Aunties have also told my mother that it is her fault for making me this way, which makes her even more adamant to make me hate my body.
Despite my mother’s best efforts, I have to admit that sometimes, I find her comments genuinely funny. I know she says these things to make me feel bad, but her delivery is fantastic and I actually find them hilarious.
Once she was taking my measurements so that we could get custom-made clothes from Pakistan, and as she wrapped the tape measure around my waist she said with a sly smirk, “Oh look, there isn’t enough tape measure to record your size,” and I collapsed into a fit of giggles.

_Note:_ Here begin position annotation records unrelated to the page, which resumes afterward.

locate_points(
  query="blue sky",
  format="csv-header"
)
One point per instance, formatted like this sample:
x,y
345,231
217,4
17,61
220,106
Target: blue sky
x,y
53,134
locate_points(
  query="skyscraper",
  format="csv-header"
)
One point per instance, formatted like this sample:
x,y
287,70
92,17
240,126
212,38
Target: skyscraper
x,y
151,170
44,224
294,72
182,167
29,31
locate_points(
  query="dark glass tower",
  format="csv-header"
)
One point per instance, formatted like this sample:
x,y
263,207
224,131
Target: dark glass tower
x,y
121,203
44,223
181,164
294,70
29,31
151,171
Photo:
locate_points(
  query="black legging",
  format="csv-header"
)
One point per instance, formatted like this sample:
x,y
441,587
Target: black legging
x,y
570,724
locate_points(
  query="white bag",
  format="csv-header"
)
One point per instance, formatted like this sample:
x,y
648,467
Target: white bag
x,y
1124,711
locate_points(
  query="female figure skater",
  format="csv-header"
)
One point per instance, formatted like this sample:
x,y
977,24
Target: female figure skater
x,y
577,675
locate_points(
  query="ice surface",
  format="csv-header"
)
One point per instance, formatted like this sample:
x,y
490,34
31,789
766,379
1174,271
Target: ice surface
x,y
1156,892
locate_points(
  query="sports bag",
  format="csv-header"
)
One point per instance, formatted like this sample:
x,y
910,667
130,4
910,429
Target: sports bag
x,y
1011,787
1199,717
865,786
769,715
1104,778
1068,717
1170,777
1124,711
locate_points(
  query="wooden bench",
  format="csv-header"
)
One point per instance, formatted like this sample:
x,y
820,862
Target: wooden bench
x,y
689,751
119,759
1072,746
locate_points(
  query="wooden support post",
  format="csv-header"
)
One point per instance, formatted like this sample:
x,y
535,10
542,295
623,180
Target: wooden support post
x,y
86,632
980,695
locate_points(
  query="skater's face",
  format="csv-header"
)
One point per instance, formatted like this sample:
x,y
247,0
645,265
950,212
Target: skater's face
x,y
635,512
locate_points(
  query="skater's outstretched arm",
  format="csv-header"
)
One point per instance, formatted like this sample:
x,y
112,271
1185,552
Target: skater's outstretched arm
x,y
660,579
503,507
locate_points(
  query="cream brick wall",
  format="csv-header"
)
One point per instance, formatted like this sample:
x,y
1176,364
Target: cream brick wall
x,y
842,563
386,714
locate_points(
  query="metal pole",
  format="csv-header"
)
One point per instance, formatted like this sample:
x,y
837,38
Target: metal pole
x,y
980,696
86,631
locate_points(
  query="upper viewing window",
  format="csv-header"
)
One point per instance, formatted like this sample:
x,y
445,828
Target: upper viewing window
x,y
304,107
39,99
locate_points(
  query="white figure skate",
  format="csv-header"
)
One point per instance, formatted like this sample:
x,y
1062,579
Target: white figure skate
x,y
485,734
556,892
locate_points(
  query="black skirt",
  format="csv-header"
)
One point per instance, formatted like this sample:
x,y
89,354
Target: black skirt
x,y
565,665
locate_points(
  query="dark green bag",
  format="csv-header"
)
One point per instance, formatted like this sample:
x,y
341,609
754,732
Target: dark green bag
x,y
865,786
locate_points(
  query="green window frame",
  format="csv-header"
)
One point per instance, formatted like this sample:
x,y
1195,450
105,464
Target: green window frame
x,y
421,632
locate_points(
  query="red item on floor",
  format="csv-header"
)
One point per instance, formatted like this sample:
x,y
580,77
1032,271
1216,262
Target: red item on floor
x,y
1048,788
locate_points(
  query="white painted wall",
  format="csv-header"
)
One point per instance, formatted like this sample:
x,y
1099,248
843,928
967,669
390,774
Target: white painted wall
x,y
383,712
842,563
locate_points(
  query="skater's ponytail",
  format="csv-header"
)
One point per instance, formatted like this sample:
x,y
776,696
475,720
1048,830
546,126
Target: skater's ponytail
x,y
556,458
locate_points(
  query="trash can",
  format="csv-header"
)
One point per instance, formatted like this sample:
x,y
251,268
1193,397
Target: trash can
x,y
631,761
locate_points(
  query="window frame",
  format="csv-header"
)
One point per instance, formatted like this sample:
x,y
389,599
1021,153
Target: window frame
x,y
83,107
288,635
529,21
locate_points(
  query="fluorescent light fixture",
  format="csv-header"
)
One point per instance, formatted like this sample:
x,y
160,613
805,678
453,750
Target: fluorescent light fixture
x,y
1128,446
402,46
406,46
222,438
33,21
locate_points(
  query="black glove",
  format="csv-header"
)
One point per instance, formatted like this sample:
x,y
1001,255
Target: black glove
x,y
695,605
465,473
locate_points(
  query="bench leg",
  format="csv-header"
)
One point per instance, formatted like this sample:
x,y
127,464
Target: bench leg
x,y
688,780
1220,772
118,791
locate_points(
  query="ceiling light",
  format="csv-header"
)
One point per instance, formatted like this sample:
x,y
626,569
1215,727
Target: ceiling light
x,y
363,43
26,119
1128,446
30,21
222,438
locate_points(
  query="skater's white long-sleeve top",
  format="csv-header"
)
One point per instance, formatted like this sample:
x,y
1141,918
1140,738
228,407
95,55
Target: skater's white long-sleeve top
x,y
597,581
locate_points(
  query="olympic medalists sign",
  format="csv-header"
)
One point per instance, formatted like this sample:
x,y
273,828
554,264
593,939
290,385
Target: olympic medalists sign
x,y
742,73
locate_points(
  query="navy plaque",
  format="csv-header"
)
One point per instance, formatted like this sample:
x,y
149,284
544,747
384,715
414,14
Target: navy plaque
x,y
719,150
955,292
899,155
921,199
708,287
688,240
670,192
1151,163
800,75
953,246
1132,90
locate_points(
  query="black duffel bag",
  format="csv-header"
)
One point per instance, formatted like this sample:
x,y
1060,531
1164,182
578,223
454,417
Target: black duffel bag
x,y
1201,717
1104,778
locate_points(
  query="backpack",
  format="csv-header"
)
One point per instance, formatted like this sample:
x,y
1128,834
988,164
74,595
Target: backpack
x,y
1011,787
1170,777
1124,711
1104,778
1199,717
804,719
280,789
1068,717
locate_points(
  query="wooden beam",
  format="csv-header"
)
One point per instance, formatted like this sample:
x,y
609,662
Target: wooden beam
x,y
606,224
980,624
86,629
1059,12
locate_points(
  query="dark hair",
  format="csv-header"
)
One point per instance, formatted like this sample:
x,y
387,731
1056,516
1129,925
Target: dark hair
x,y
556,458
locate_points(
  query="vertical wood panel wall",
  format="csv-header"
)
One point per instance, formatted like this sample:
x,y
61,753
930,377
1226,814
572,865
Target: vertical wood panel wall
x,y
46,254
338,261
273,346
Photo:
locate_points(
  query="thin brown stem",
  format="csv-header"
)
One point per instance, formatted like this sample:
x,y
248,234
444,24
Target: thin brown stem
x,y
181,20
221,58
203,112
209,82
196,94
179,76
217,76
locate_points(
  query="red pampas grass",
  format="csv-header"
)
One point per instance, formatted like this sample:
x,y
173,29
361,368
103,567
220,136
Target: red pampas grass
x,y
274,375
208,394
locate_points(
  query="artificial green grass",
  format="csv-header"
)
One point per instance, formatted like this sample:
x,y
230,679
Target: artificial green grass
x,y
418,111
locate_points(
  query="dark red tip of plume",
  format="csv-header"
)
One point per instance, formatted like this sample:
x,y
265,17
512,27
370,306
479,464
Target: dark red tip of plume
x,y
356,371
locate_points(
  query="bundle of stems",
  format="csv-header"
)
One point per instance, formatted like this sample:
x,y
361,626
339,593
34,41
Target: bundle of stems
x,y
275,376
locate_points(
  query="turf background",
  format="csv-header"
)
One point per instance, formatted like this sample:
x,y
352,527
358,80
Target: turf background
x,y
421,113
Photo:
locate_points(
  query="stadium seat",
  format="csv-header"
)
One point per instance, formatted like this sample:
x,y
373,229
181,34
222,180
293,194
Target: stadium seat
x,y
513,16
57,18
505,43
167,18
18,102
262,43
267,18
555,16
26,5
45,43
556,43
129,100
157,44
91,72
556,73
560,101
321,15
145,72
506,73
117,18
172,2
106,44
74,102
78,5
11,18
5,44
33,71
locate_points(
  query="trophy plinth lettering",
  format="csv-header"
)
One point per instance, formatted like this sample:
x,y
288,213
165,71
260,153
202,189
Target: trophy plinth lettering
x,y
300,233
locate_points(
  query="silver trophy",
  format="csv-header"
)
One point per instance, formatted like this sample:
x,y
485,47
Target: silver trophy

Another time she told me that she would give me a framed picture of one of my particularly “healthy” aunts to put at my bedside table so that it discourages me from eating too much.
Things are made more complicated by the fact that Pakistani culture revolves around food. The role of the woman in the traditional household is to make and provide food, and this is the main way that my mom knows how to take care of me and my siblings, especially now that we are grown-ups who don’t need her help as much anymore.
So with one hand, she slaps the cake out of my fingers, and with the other, she spoons lamb pilau into my mouth. I don’t know what she wants.
But that is mothers for you, I guess.
At the moment I am trying to control what I eat for health reasons – diabetes runs in my family and I have been diagnosed with polycystic ovarian syndrome, which means that I need to keep my weight down for the physical well-being of both myself and any potential future spawn. But I almost don’t want to lose weight because that’s what my mom and society wants me to do.
I almost want to stay in this body as a “fuck you” to anyone who has a problem with it.
But ultimately your health is the most important thing, if not for yourself, then for the people you love. So I am attempting to love the body I have while working for the body I want, which is much easier said than done.
I would love to lose weight.
I would love to look hot just throwing on jeans and a jumper. I would love to not worry about my protruding belly or my jeans wearing away due to the friction of my thighs rubbing together.
I would love to be able to sit on the floor for longer than fifteen minutes without getting pins and needles in my legs. I would love to find it easy to find clothes that fit me in a high street shop.
I would love to talk about my love of food without feeling self-conscious. I would love to be able to walk down a subway car without worrying about knocking over someone’s drink or armrest.
I generally hate talking to people about my weight because I don’t want sympathy or awkwardness, I just want someone to listen and to laugh at my mom’s jokes, even when my awful translation skills render them no longer funny.
But I am learning to accept my body, to talk about it and to make decisions that are better for it. At the end of the day, we are all striving to become better versions of ourselves.
Why not choose to love the journey as well as the destination?